FRİTZ LANG-M FİLM ANALİZİ
Fritz Lang’ı Tanıyalım: Christian Anton Lang, 5 Aralık 1890 tarihinde Viyana'da dünyaya geldi. Viyana'da mimarlık ve müzik eğitimi alan Lang, dünya turuna çıkmaya karar verdi ve Paris ile Münih'te eğitimini sürdürdü. I. Cihan Harbi'nde ülkesine dönerek orduya katıldı ve savaş sırasında ağır yaralar aldı. Yaralandıktan sonra, iyileşme süreci için savaştan uzak bir bölgeye gönderildi ve burada geçirdiği dönemde ilk senaryolarını kağıda dökmeye başladı. İlerleyen dönemlerde Alman UFA Stüdyoları'nda çalışmaya başladı ve kısa sürede Alman dışa vurumcu sinemasının en önemli yönetmenlerinden biri haline geldi. 1919 senesinde ilk filmi Halbblut'u çeken yönetmenin ilk önemli filmi ise 1922 senesinde çektiği İki bölümden oluşan ‘’Dr. Mabuse, der Spieler’, insanları hipnoz ederek suç işleyen bir cani olan Dr Mabuse'un hikâyesini anlatan psikolojik gerilimdi. Film dışavurumcu sinemanın en önemli eserlerinden biri olurken yönetmenin toplumsal sorunlara olan duyarlılığını da gösteriyordu. 1927 senesinde bilim kurgu türünün ilk örneklerinden olan "Metropolis" filmini yönetti. 1931 senesinde çektiği "M" filmi ise, ilk sesli film çalışmasıdır. İlerleyen dönemlerde çeşitli ülkelerde çalışmalarına devam eden Fritz Lang, 2 Ağustos 1976 tarihinde, gözlerini kaybetmiş bir vaziyette hayatını kaybetti.

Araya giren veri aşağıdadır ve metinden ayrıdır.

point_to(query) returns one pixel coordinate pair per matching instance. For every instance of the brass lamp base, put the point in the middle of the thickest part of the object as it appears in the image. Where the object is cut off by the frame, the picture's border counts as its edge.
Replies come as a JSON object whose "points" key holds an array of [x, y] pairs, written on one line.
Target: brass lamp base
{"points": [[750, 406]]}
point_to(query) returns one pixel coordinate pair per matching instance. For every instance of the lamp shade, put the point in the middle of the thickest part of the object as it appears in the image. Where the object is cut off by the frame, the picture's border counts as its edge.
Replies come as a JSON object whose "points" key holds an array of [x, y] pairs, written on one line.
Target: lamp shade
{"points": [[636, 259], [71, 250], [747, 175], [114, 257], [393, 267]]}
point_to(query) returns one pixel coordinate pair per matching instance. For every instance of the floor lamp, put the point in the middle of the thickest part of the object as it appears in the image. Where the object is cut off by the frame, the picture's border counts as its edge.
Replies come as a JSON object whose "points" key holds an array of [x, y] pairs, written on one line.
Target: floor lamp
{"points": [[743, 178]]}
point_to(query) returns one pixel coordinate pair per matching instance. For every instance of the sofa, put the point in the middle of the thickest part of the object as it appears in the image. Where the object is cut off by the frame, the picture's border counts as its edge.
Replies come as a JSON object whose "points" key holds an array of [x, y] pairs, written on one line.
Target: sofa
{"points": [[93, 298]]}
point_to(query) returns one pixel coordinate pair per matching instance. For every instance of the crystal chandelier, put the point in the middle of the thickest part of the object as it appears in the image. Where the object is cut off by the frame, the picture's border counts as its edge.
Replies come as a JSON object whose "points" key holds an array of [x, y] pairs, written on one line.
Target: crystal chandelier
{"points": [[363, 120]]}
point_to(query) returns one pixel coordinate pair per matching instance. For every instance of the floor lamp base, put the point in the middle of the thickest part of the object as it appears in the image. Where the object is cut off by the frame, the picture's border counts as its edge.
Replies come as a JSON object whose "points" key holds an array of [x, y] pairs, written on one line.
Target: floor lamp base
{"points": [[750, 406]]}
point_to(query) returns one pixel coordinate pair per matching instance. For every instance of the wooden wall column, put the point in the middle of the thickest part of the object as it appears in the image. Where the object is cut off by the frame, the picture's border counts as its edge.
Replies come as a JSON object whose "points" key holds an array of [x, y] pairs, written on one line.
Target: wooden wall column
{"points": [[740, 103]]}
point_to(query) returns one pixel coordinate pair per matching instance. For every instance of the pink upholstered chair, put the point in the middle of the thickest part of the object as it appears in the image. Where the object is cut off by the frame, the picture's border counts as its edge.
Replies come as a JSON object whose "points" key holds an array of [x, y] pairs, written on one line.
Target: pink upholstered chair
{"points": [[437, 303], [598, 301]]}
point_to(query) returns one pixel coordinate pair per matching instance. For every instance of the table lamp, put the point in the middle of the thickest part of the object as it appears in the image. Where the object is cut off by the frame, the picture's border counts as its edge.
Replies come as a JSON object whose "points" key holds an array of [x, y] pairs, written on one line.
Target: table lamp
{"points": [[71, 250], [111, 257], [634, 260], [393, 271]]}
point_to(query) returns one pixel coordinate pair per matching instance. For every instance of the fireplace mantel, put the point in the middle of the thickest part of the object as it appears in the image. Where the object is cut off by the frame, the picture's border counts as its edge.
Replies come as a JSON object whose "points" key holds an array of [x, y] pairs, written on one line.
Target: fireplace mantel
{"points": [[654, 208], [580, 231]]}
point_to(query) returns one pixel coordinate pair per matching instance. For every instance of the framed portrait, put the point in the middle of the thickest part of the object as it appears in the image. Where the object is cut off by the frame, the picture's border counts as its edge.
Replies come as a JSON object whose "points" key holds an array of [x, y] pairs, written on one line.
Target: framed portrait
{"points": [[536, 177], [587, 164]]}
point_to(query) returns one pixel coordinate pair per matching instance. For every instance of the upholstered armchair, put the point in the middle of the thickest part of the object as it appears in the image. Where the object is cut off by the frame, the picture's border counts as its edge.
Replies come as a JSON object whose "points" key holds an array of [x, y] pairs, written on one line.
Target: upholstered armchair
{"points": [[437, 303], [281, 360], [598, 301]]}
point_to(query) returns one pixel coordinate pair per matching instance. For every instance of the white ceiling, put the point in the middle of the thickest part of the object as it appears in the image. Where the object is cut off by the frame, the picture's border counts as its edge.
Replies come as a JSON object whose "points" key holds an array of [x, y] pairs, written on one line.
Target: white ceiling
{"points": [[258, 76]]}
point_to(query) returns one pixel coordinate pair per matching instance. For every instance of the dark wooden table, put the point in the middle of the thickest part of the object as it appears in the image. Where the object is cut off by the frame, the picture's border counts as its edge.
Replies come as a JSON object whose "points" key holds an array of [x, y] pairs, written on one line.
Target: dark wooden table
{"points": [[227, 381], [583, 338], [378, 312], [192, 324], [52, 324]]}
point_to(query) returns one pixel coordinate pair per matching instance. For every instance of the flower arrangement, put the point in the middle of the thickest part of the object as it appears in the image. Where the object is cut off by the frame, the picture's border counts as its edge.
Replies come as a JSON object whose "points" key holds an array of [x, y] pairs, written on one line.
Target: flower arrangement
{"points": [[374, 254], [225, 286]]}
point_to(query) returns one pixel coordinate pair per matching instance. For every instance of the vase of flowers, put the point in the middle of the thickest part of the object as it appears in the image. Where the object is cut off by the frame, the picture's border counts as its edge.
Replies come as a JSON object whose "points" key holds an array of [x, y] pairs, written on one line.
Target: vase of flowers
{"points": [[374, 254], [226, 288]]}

Dışavurumcu Alman Sineması: içsel olanın dışsal olana yansıtılması olarak tanımlanabilir özetle. Yani tasvir edilen şey, gerçeğe uygun olmakla birlikte tasvir edenin iç dünyasına ait bir hissiyatı da taşır üzerinde. Dışavurumcu Alman sineması da dekorun, makyajın, kostümün ve tüm teknik detayların en kusursuz halini UFA Stüdyoları’nda hayata geçirerek içsel yolculukları görsele taşımıştır. 1939 senesinde akımın sona ermesine rağmen etkileri tüm sinema tarihi boyunca sürmüştür.
M Film Analizi: Siyah-beyaz ve uzun metrajlı bir filmdir. Alman dışavurumculuğunun bir eseri olan film, teknik anlamda Fritz Lang’ın ilk sesli filmidir. Kara film türünde önemli yapılardan biridir. Leitmotif tekniği ilk kez M filminde kullanılmıştır. Örneğin; filmde ki ıslık bir leitmotif tekniğidir. Katilin çaldığı bu ıslık, onunla özdeşleşmiş ve ıslık duyulunca onun yakınlarda olduğunu düşündürmektedir. Filmde gördüğümüz kişilerin çoğu gerçek kişilerdir, fazla oyuncu kullanılmamış. Film de suç örgütü ve polisler aynı kefeye konmuştur; çünkü halk iki taraftan da sıkılmıştır. Filmde Alman toplumu karamsar bir mizaca sahiptir. Filmin adı, Almanca da katil anlamına gelen “Mörder” kelimesinin baş harfinden gelir. Film de dış anlatıcı sesi kullanılmıştır, döneminin yeni tekniklerindendir. Dışavurumcu Alman sinemasına uygun bir filmdir, çünkü karakterler kaba, anlayışsız ve sert yapılıdırlar. Bu türün en belirgin özelliklerinden biri de zaten karakterlerin böyle olmasıdır.